The later you applied—priority or not—the more likely the fund will run out before the agency reviews your request.
“We feel like we’ve been vindicated by the Court of Appeals and that our position has been held to be correct,” said Dan Lennington, an attorney at Wisconsin Institute for Law and Liberty and counsel for the plaintiff in the Sixth Circuit case. “SBA has changed their process in apparently what seems to be a positive way.”
So what does that mean for restaurateurs? SBA has not specified when it will start processing applications filed by women, people of color, or veterans again. The later you applied—priority or not—the more likely the fund will run out before the agency reviews your request.
Keep in mind that this could change if other restaurants decide to sue SBA over its recent changes, explained George La Noue, a professor emeritus of public policy and political science at the University of Maryland, who has done research on SBA and preference groups.
“This is a very volatile situation,” he said. La Noue said it’s likely that restaurants owned by women and minorities could argue that they’re being unfairly excluded from relief under the recent changes. He also pointed out that restaurants that didn’t apply for relief at all could make the case that they would have—had they known SBA was going to alter its process the way it did.
“Refilling the Restaurant Revitalization Fund is the most important thing Congress can do to get their constituents back on their feet and help their communities thrive.”
For restaurant groups, the solution to the headaches caused by the restaurant relief fund is obvious: Replenish the pot.
“Refilling the Restaurant Revitalization Fund is the most important thing Congress can do to get their constituents back on their feet and help their communities thrive,” said Erika Polmar, executive director of the Independent Restaurant Coalition in a press release on Thursday morning.

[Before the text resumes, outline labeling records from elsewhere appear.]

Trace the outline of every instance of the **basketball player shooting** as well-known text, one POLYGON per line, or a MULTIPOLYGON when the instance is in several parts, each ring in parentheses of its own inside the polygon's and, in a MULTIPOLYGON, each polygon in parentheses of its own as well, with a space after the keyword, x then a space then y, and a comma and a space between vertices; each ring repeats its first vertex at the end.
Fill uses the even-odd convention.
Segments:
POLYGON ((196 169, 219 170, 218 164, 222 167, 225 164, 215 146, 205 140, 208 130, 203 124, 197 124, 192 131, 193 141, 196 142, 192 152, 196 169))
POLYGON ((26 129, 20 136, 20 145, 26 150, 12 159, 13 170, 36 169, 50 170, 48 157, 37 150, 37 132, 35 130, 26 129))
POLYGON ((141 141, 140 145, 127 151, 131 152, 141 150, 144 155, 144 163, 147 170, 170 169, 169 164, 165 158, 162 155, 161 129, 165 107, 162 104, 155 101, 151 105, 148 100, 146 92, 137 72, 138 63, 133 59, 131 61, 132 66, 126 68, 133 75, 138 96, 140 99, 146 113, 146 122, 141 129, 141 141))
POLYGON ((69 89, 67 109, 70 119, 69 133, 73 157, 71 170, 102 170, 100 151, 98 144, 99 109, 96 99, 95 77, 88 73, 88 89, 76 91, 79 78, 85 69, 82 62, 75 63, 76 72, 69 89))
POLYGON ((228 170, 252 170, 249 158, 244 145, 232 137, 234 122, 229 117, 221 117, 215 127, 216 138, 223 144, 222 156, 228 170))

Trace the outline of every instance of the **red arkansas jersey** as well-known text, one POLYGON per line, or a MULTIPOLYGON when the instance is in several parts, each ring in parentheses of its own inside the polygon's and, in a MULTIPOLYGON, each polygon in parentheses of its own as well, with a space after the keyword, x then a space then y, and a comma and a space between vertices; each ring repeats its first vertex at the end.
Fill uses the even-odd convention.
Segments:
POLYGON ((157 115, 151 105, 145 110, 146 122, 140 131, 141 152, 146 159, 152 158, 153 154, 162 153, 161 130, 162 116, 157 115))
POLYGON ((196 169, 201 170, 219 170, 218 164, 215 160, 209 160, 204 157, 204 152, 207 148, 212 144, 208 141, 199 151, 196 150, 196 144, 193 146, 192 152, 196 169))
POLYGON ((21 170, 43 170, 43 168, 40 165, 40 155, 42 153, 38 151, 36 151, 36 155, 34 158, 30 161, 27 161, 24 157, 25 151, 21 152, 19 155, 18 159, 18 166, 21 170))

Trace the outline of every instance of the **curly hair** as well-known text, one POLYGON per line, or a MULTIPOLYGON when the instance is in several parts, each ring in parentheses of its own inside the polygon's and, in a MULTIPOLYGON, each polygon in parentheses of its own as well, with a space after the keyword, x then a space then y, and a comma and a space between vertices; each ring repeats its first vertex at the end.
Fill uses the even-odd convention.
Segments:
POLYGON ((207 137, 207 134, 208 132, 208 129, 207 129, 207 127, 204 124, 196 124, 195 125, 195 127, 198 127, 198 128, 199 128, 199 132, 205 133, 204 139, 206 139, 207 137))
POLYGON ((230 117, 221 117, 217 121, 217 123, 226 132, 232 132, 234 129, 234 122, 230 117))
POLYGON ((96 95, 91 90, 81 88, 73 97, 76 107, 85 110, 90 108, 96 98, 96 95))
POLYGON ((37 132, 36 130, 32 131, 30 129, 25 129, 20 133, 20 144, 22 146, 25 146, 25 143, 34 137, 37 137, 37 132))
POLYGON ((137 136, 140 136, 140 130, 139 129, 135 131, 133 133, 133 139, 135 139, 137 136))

Long story short: A stipulation meant to give women, veterans, and minorities a leg up in accessing Covid-19 restaurant relief spurred lawsuits that seem to have caused SBA to put those groups in a holding pattern. Greer, the former plaintiff behind one of the suits, said that the priority group system wouldn’t have bothered him, if only there was enough money for all restaurateurs. “Nearly every restaurant suffered pretty good losses during the shutdown,” he said on a phone call.
“[SBA] had listed women, veterans, African-Americans—it listed different categories [as priority groups] and I’m okay with that,” he added. “I thought that was great. But it’s just that somebody was left off.”